Un problème franco-camerounais
En effet, peu de gens savent en France que, durant sept ans, en pleine guerre froide, l'armée française a lancé une guerre de « pacification » contre le mouvement nationaliste de l'Union des populations du Cameroun (UPC) qui a fait des dizaines de milliers de morts, jusqu'au début des années 70. Cet essai vulgarise par une édition plus courte et réactualisée un énorme travail d'enquête entamé en 2011 avec Kamerun ! Avec des témoignages des deux camps : la rébellion contre le pouvoir pro-français.

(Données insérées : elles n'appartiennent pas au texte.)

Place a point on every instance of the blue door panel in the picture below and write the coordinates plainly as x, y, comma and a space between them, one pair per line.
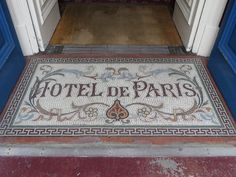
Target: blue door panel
222, 62
11, 59
2, 41
232, 41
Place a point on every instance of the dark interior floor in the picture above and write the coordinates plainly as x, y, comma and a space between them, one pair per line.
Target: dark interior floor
116, 24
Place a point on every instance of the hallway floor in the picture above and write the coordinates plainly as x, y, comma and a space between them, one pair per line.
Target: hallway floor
125, 24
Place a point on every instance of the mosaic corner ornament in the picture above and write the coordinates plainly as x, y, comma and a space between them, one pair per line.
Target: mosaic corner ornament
153, 97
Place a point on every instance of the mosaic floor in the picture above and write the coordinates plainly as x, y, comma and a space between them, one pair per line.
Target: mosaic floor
116, 97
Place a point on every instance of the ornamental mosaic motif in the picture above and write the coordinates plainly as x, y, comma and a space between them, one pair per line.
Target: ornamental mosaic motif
116, 94
111, 98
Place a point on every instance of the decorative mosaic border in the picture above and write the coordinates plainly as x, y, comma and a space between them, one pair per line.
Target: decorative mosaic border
6, 128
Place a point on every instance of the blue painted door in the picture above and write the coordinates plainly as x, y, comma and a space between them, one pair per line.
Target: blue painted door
222, 62
11, 59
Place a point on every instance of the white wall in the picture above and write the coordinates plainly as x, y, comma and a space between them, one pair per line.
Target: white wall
23, 25
208, 27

Lors de sa sortie, ce pavé de 750 pages a connu un véritable intérêt :« Ce livre assez ardu à lire s'est vendu à plus de 9 000 exemplaires à l'époque. L'éditeur ne pensait pas en faire plus de 1 000 ! Au bout de trois semaines, il fallait en réimprimer ! » se souvient Thomas Deltombe. « Quand on fait des conférences sur ce sujet, les salles sont bondées, et pas seulement avec des Africains. Je suis allé au Cameroun pour parler du livre à la télévision, dans des conférences. C'était plein. Les gens étaient intéressés. Dans certaines régions comme l'Ouest et la Sanaga-Maritime, les gens ont tous des parents qui ont subi cette période ou ont des histoires à raconter sur ça. » Manuel Domergue ajoute : « De nombreux étudiants camerounais s'en sont emparés en faisant des mémoires, en écrivant des articles dans la presse. Depuis quelques années, le livre fait débat (un peu) en France et beaucoup au Cameroun. »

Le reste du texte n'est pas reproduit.